On Wed, 6 Apr 2022 at 08:35, Greg Ewing <greg.ew...@canterbury.ac.nz> wrote:
>
> On 6/04/22 3:47 am, Christopher Barker wrote:
> > And they are -- degrees latitude and degrees longitude are very
> > different units :-)
>
> I'm thinking more of a local Cartesian coordinate system rather
> than lat-long.
>
> Think about this: You're driving north in a car that's 3m long.

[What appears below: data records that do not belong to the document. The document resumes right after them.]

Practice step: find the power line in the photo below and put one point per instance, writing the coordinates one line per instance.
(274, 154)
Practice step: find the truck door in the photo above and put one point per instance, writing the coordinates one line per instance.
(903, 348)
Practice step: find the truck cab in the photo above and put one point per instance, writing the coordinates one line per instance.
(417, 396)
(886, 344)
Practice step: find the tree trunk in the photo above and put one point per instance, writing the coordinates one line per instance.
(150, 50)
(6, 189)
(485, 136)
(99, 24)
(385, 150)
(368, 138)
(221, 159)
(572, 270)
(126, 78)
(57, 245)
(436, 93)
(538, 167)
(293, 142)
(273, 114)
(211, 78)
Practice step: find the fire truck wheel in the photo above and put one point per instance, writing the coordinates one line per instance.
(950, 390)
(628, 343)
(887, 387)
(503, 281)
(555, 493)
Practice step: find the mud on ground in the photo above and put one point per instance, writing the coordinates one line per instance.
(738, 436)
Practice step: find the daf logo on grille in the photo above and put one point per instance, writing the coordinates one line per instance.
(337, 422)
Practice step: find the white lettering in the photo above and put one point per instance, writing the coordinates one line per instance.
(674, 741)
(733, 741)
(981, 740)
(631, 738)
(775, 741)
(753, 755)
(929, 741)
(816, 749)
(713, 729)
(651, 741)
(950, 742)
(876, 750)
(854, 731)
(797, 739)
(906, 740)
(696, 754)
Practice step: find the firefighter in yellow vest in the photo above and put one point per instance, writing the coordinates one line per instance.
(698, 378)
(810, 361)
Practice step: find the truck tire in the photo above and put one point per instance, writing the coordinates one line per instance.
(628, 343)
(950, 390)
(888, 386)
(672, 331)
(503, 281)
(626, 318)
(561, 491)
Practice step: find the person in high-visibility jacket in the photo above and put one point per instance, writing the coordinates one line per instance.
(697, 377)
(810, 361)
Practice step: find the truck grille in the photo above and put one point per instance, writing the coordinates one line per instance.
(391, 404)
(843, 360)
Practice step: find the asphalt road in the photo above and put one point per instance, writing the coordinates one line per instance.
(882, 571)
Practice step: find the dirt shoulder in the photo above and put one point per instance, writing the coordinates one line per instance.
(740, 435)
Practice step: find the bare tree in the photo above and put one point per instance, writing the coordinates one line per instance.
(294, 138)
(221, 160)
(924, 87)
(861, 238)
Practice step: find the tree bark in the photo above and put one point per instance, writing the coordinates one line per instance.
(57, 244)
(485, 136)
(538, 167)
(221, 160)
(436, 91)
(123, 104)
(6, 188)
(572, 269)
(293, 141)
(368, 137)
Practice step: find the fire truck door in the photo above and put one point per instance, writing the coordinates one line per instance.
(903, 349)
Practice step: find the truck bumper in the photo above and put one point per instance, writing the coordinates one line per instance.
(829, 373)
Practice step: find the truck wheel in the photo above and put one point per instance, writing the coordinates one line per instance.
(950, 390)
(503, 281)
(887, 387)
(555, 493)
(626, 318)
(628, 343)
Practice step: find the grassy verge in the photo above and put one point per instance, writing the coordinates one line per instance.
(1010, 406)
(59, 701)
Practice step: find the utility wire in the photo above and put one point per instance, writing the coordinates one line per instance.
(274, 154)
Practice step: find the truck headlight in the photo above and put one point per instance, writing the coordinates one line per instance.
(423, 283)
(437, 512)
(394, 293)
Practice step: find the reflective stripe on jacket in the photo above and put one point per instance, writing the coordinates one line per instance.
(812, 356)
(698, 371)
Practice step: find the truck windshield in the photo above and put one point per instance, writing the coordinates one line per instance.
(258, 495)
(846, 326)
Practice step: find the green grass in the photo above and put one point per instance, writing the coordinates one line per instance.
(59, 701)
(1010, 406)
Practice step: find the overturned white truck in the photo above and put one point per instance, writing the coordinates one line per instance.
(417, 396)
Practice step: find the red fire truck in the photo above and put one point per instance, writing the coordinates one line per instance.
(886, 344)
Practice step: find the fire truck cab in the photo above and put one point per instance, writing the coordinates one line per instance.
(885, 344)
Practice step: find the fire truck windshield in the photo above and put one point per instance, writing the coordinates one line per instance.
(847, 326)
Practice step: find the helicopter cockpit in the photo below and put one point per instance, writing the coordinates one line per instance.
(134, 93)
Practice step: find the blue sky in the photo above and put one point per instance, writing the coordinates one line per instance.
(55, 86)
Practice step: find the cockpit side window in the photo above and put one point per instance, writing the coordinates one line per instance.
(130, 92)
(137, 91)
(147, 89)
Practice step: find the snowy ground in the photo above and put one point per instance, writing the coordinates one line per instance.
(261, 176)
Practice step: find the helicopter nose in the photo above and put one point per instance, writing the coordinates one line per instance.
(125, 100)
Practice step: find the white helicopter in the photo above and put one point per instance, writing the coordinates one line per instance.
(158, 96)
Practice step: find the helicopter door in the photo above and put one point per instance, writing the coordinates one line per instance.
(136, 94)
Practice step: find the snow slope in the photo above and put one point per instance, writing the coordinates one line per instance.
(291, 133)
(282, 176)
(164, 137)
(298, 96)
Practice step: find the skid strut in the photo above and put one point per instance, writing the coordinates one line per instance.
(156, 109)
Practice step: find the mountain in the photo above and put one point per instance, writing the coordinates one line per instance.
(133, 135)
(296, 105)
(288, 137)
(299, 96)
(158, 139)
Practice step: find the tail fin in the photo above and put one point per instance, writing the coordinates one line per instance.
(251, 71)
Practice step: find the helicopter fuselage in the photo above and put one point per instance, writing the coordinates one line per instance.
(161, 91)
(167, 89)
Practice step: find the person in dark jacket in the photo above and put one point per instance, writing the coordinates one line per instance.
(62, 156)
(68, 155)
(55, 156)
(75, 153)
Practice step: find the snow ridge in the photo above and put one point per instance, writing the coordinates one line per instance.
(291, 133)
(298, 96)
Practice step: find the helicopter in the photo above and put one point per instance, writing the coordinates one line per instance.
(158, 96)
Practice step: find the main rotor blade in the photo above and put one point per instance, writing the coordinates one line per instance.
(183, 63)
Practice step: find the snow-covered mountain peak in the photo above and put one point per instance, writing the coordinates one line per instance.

> You turn east. Do you now have to measure the length of your
> car in different units?
>
> And what about the circumference of a circle? It's going in
> uncountably many directions at different points. Do we need
> a similarly uncountable number of units to measure it?
>
> Or do we just say "all distances are in metres" and be done
> with it?
>

I would say that degrees latitude and degrees longitude are both the
same type of unit: a unit if *angle*. They do not correspond to the
same number of meters, but they're not units of distance. There are
multiple ways in which you can measure distance by angle, ranging all
the way up to the "second of parallax", which is effectively
calculating the height of an isosceles triangle based on the interior
angle and a base of 1AU. I don't think anyone would ever say that a
parsec (several light years) should be considered equivalent to a
second of latitude (a handful of meters) just because they both have
an angular size of one second!

Length is measured in a variety of units, but the degree ain't one of 'em.